General information
- Location: Elgoibar, Gipuzkoa Spain
- Coordinates: 43°14′09″N 2°23′58″W﻿ / ﻿43.23588°N 2.39954°W
- Owner: Euskal Trenbide Sarea
- Operator: Euskotren
- Line: Line E1
- Platforms: 1 side platform
- Tracks: 1

Construction
- Structure type: At-grade
- Parking: No
- Accessible: No

Other information
- Fare zone: Zone 5

Services
| Preceding station | Euskotren Trena |  |  | Following station |
| Toletxegain towards Matiko |  | Line E1 |  | Mendaro towards Amara |

Location

= Altzola station =

Railway station in Elgoibar, Basque Country, Spain

Altzola is a railway station in Elgoibar, Basque Country, Spain. It is owned by Euskal Trenbide Sarea and operated by Euskotren.
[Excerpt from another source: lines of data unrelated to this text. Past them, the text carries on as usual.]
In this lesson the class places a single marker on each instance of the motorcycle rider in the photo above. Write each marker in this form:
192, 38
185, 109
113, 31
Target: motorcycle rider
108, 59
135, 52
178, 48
It lies on the Bilbao–San Sebastián line.

== History ==
The Elgoibar-Deba stretch in which the station is located opened in 1893, as part of the San Sebastián-Elgoibar railway. The station was damaged in 2014, when a small landslide destroyed the station shelter. The single track section of the line in which the station is located will be replaced by a new double-track tunnel which started construction in 2023. Due to the low usage of the station, the Basque Government has no plans to rebuild the station after the closure of the current single track section.

== Services ==
The station is served by Euskotren Trena line E1. Only four trains (in each direction) call at the station per day, with most trains on the line skipping it.